The United States has moved to ensure that Sudanese can exercise their universal right to free speech and information to the greatest extent possible. Sudanese, Iranians and Cubans will be allowed the use of web services like social networks and other media means to express their civic rights to gate-keep, despite existing sanctions on this countries.
Sudanese would be empowered with the civic duty to gate-keep as a result of the rising tensions in the run-up to the 2011 independence referendum in southern Sudan, reports have claimed.
Until now, corporations providing such media interactivity services have not operated in Sudan, Iran or Cuba for fear of undermining sanctions.
However, with the incentive to encourage democracy and human rights the exports would now be allowed the use of services related to web browsing, blogging, e-mail, instant messaging, chat, social networking and photo- and movie-sharing, the U.S Treasury has said.
“As recent events in Iran have shown, personal internet-based communications like e-mail, instant messaging and social networking are powerful tools,” Deputy Treasury Secretary Neal Wolin was quoted as saying.
Experts say that the technology will likely be bought by small technology businesses – if they are able to access it – and some of it could help circumvent government restrictions on the use of programs like Twitter and even internet-based e-mail accounts.
Despite this recent initiative, it remains uncertain whether the governments of Sudan, Cuba and Iran would be able impose their own restrictions on these services.
U.S Secretary of State Hillary Clinton in February, said that countries restricting this freedom were violating the Universal Declaration of Human Rights. Clinton announced that the US would be supporting the development of new tools to enable citizens to circumvent politically-motivated censorship.
In 2009, software giant Microsoft had barred users in five countries, including Iran, Cuba and Sudan, from using instant messaging services. People trying to use the service received an error message.

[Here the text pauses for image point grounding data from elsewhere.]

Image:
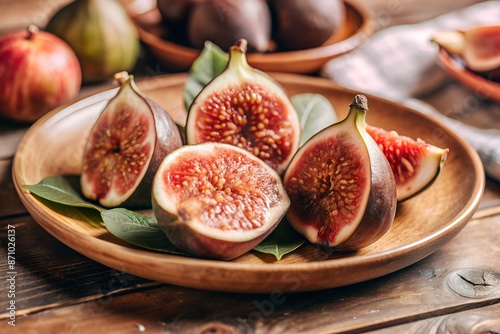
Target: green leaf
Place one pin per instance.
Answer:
(61, 189)
(138, 229)
(211, 61)
(283, 240)
(315, 114)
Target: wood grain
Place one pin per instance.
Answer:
(415, 296)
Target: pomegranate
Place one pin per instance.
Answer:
(38, 72)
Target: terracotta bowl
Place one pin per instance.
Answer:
(480, 85)
(358, 26)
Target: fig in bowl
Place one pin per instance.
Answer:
(125, 147)
(341, 187)
(218, 201)
(245, 107)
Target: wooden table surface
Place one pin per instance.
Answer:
(57, 290)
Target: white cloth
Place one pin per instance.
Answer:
(399, 63)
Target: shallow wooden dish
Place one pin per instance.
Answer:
(358, 27)
(482, 87)
(54, 145)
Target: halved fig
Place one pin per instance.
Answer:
(479, 48)
(216, 200)
(415, 163)
(245, 107)
(341, 188)
(125, 147)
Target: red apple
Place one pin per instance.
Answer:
(38, 72)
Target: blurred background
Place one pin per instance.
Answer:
(20, 13)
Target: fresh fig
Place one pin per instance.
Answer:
(216, 200)
(102, 35)
(223, 22)
(478, 47)
(415, 163)
(125, 147)
(245, 107)
(300, 24)
(341, 188)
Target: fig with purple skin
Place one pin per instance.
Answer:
(125, 147)
(478, 47)
(304, 24)
(341, 187)
(245, 107)
(415, 163)
(216, 200)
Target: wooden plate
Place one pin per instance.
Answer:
(54, 145)
(359, 26)
(482, 87)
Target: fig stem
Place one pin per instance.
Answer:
(121, 77)
(359, 102)
(241, 45)
(32, 30)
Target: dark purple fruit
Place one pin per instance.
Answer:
(125, 147)
(304, 24)
(247, 108)
(217, 201)
(414, 163)
(341, 187)
(478, 47)
(224, 22)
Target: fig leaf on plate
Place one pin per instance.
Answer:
(211, 61)
(140, 229)
(315, 114)
(283, 240)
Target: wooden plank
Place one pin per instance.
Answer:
(49, 274)
(10, 204)
(412, 294)
(481, 320)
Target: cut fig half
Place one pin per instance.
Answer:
(125, 147)
(415, 163)
(245, 107)
(341, 188)
(217, 200)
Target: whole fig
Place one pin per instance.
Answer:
(303, 24)
(223, 22)
(102, 35)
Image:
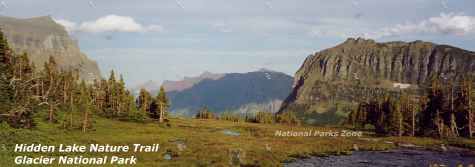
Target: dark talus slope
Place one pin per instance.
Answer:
(335, 77)
(234, 92)
(42, 37)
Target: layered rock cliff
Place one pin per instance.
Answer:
(333, 78)
(262, 90)
(42, 37)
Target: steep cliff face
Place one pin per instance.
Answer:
(337, 73)
(261, 90)
(41, 38)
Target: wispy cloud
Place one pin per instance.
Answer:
(109, 23)
(448, 24)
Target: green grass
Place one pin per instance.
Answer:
(206, 144)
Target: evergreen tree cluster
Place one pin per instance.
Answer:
(263, 117)
(153, 107)
(60, 96)
(445, 110)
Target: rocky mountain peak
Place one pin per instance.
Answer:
(41, 37)
(338, 73)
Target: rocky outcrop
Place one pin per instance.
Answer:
(42, 37)
(261, 90)
(337, 73)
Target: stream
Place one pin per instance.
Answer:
(394, 158)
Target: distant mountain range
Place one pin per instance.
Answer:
(262, 90)
(42, 37)
(329, 82)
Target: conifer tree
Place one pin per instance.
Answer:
(163, 104)
(6, 75)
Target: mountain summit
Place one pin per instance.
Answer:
(42, 37)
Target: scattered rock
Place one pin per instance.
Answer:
(355, 147)
(443, 148)
(167, 156)
(231, 133)
(406, 145)
(236, 157)
(388, 142)
(268, 148)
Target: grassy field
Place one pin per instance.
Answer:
(206, 142)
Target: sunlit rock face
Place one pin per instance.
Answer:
(42, 37)
(342, 74)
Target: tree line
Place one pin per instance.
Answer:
(59, 95)
(263, 117)
(443, 109)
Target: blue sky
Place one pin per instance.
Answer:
(169, 39)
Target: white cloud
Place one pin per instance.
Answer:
(109, 23)
(450, 24)
(68, 25)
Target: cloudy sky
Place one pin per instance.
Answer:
(169, 39)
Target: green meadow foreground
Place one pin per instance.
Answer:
(201, 142)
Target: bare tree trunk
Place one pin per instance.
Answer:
(161, 113)
(71, 112)
(50, 115)
(470, 114)
(413, 120)
(85, 121)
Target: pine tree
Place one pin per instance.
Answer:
(163, 104)
(85, 104)
(6, 75)
(143, 101)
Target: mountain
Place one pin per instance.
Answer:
(189, 82)
(329, 82)
(262, 90)
(171, 86)
(42, 37)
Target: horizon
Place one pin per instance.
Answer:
(239, 36)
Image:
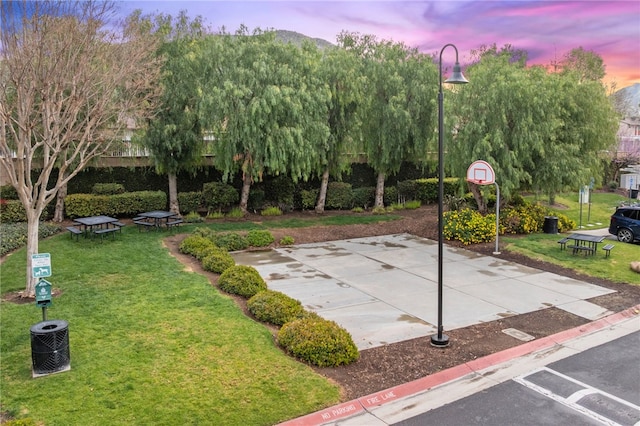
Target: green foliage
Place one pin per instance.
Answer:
(127, 204)
(279, 191)
(274, 307)
(217, 260)
(192, 217)
(287, 240)
(196, 245)
(523, 219)
(363, 197)
(14, 235)
(219, 196)
(260, 238)
(190, 201)
(231, 241)
(235, 213)
(319, 342)
(271, 211)
(338, 196)
(309, 198)
(412, 204)
(107, 189)
(391, 195)
(8, 192)
(469, 226)
(242, 280)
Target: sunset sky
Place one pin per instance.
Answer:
(546, 29)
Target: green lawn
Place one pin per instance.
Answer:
(150, 343)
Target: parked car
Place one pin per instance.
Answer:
(625, 224)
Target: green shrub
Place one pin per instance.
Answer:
(259, 238)
(287, 240)
(219, 196)
(275, 307)
(526, 218)
(196, 245)
(12, 211)
(231, 241)
(319, 342)
(271, 211)
(14, 235)
(412, 204)
(107, 189)
(363, 197)
(8, 192)
(469, 226)
(190, 201)
(339, 196)
(242, 280)
(390, 196)
(217, 260)
(235, 213)
(215, 215)
(309, 198)
(193, 217)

According to analysts, internet freedom is fast becoming a principle of US foreign policy, even in countries like Sudan whose president Mr. Omar al-Bashir faces war crimes charges over Darfur, and heads a unity government formed after a peace deal ended 20 years of southern civil war.
Sudan suffered a two-decade civil war between the mainly Muslim north and the Animist and Christian south, and civil war in the Darfur region- considered as one of the worst nightmares in recent history; and escalating tribal clashes in south.